Insurers Fail to Disqualify Law Firms in Recovery of Attorney Fees

August 10, 2021

A recent Law 360 story by Pete Brush, “Effort By NHL Insurers to DQ Skadden, Proskauer Rejected”, reports that a New York judge declined to disqualify Skadden Arps Slate Meagher & Flom LLP and Proskauer Rose LLP from representing the NHL in its effort to recover tens of millions of dollars of legal fees from insurers for concussion litigation, finding no conflict between the firms and hockey.

During a video hearing, New York Supreme Court Justice Melissa A. Crane turned aside a motion by Chubb and other insurers to remove the BigLaw firms from a dispute over who will be on the hook for what insurers say are $92 million of legal bills associated with an underlying $19 million concussion settlement.  I'm denying the motion.  The interests of the NHL and Skadden are aligned and the underlying case is over," Judge Crane said.

The NHL sued insurers including TIG Insurance, Chubb and Zurich last year, alleging a refusal to fund fees stemming from litigation over retired hockey players' claims that they endured long-term injuries.  The suit seeks damages and interest for an alleged breach of duty under policies dating back to 1974.  The suit says only about 25% of fee requests have been paid.

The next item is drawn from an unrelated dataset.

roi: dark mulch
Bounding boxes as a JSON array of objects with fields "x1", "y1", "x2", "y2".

The defendant insurers dispute liability and, in a 2021 motion, some claim that "Skadden and Proskauer's fees and expenses for the underlying litigation were, in large part, unreasonable and unnecessary."  In a later filing, they say fees and expenses have thus far totaled $92 million.  The law firms counter that the insurers are using a meritless disqualification bid as a "ploy" to further their effort to angle for a "lowball" settlement.

During brief argument counsel for the insurers, Andrew Poplinger, said the firms are unable to be "objective" about their own billing practices.  Counsel for Skadden, Lawrence Spiegel, said insurers are engaging in "gamesmanship," with a "borderline frivolous" motion.

Judge Crane rejected the insurers' contention that lawyers from the firms cannot be permitted to act as witnesses in a case that centers on "reasonableness and necessity of their own legal fees."  The judge found not only that the NHL has waived the conflict, but also that different groups of lawyers will be at work on the fee case than were at work in the underlying concussion litigation.  "You're just going to add more fees if we switch it up now," Judge Crane also observed.